Мы разбили лагерь у живописной гигантской глыбы изъеденного карстом известняка, названной нами впоследствии сопкой Н. М. Пржевальского. Неутомимый путешественник и разведчик всего 100 лет тому назад охотился именно здесь — в окрестностях села Владмиро-Александровского на фазанов, кабанов и тигров. В средние века эту сопку как превосходную природную крепость использовали чурджени и бохайцы. Нам же предстояло заглянуть в значительно более отдаленное прошлое.

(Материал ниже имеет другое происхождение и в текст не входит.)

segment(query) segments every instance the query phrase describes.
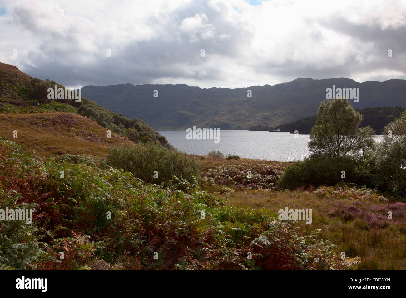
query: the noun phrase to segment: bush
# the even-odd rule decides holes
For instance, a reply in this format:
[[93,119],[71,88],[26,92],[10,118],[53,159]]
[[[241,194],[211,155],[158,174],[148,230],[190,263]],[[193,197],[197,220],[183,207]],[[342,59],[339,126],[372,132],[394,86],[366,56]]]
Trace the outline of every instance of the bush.
[[[393,135],[390,137],[389,132]],[[374,180],[376,187],[391,195],[406,197],[406,113],[391,122],[382,132],[377,146]]]
[[240,159],[240,158],[241,158],[241,157],[240,155],[233,155],[231,154],[227,154],[227,156],[226,157],[226,159],[228,161],[230,159]]
[[[193,176],[199,173],[199,163],[194,157],[191,158],[177,150],[151,143],[110,148],[106,163],[131,172],[146,182],[156,184],[166,184],[173,176],[191,182]],[[157,174],[158,178],[154,178]]]
[[36,210],[30,225],[0,221],[0,270],[346,268],[313,233],[263,210],[219,208],[194,182],[174,178],[165,189],[65,157],[44,161],[0,139],[0,208]]
[[216,152],[215,150],[213,150],[209,152],[209,154],[207,154],[207,156],[209,156],[211,157],[218,157],[219,158],[224,158],[224,154],[222,154],[220,151],[218,151],[217,152]]
[[[343,171],[346,172],[345,178],[341,178]],[[278,181],[278,186],[281,189],[294,189],[309,185],[334,186],[344,182],[373,188],[374,172],[372,158],[365,162],[344,157],[306,158],[288,166]]]

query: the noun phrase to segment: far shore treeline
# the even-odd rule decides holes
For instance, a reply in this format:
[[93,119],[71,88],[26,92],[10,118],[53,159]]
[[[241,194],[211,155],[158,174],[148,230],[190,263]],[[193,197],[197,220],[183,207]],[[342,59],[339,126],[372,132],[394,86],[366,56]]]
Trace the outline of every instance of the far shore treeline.
[[[405,111],[405,108],[402,107],[367,107],[365,109],[355,110],[363,116],[360,126],[365,127],[369,125],[377,135],[382,133],[384,128],[390,122],[398,118]],[[281,124],[275,127],[268,125],[255,125],[250,128],[251,131],[272,131],[281,133],[294,133],[295,131],[298,131],[299,133],[309,135],[311,128],[316,124],[317,115],[309,116],[306,118],[288,123]]]

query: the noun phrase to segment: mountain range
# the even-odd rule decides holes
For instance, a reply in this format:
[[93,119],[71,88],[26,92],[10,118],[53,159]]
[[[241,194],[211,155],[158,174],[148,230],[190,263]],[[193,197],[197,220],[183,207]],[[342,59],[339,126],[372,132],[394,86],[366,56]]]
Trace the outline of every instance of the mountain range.
[[[155,130],[197,127],[248,129],[272,127],[315,115],[327,88],[359,88],[355,108],[406,106],[406,81],[356,82],[346,78],[298,78],[273,86],[200,88],[186,85],[119,84],[85,86],[82,96]],[[156,90],[156,91],[155,91]],[[251,90],[252,97],[247,96]],[[154,97],[154,94],[155,96]]]

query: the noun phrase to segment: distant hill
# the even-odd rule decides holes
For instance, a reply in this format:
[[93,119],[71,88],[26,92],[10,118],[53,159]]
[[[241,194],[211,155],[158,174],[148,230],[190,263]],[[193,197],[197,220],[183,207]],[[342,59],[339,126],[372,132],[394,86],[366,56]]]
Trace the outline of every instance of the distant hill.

Я пытался вызвать в воображении те далекие ландшафтные картины, которые вмещали бы известные ныне факты.
В нескольких сотнях километров отсюда на восток лежат Сахалин и Японские острова, с их флорой и фауной, близкой к родному Азиатскому материку. Но когда и как обособились они? На юге Сахалина и острове Хоккайдо найдены зубы мамонтов; находили остатки мамонтов и в Маньчжурии, а теперь Е. Г. Лешок разыскал их здесь в Сучанских пещерах. Значит мамонты и их «спутники» когда-то свободно гуляли от Находки и Владивостока до Хоккайдо. Смешанность фауны и флоры всего Уссурийского края и Маньчжурии всегда оставалась загадкой для биогеографов. Когда и как происходило формирование здешней растительности и животного мира? Почему здесь исчезли первобытные звери: мамонты, бизоны, лошади и носороги, пещерные львы и гиены, — но остались, или, быть может, появились заново, белогрудые медведи, тигры, пятнистые олени, лоси? Еще раньше, когда здесь не было леденящих зим, в этих краях, вероятно, лазали по скалам макаки, в банановых джунглях бродили синантропы или гигантопитеки. Сравнительно недавно — в эпоху мамонтов и волосатых носорогов — первобытные охотники высматривали именно с сопки Пржевальского пасущихся в долине лошадей и бизонов в предвкушении сочных окровавленных шашлыков и розоватого, маслянистого мозга трубчатых костей (рис. 26).
Всего в двух сотнях метров от нашего лагеря за полотном железной дороги нависала невысокая стена серого известняка, драпированная местами кустиками шиповника и деревцами маньчжурского ореха. Там скрывались отверстия и щели, по которым можно было проникнуть внутрь скалы. После легкого завтрака и разминки Лешок подвел нас по узкому карнизу к бульбообразному отверстию, которое переходило выше в запаянную кальцитовыми перетяжками расщелину. Как оказалось впоследствии, это были самые верхние участки пещеры, а каплеобразное отверстие служило, вероятно, дымоходом при устройстве костра. Проникнув в расщелину, шириной в метр-полтора, мы почувствовали, что в пещере сыро и тесно. На притолках стен местами были залиты кальцитом обломки крупных костей. Метрах в 10 от входа пол несколько понижался. Здесь слышалось журчание воды, уходившей куда-то вниз. Из этого колодца Лешок с напарником В. Шабуниным и набрали большую часть костей.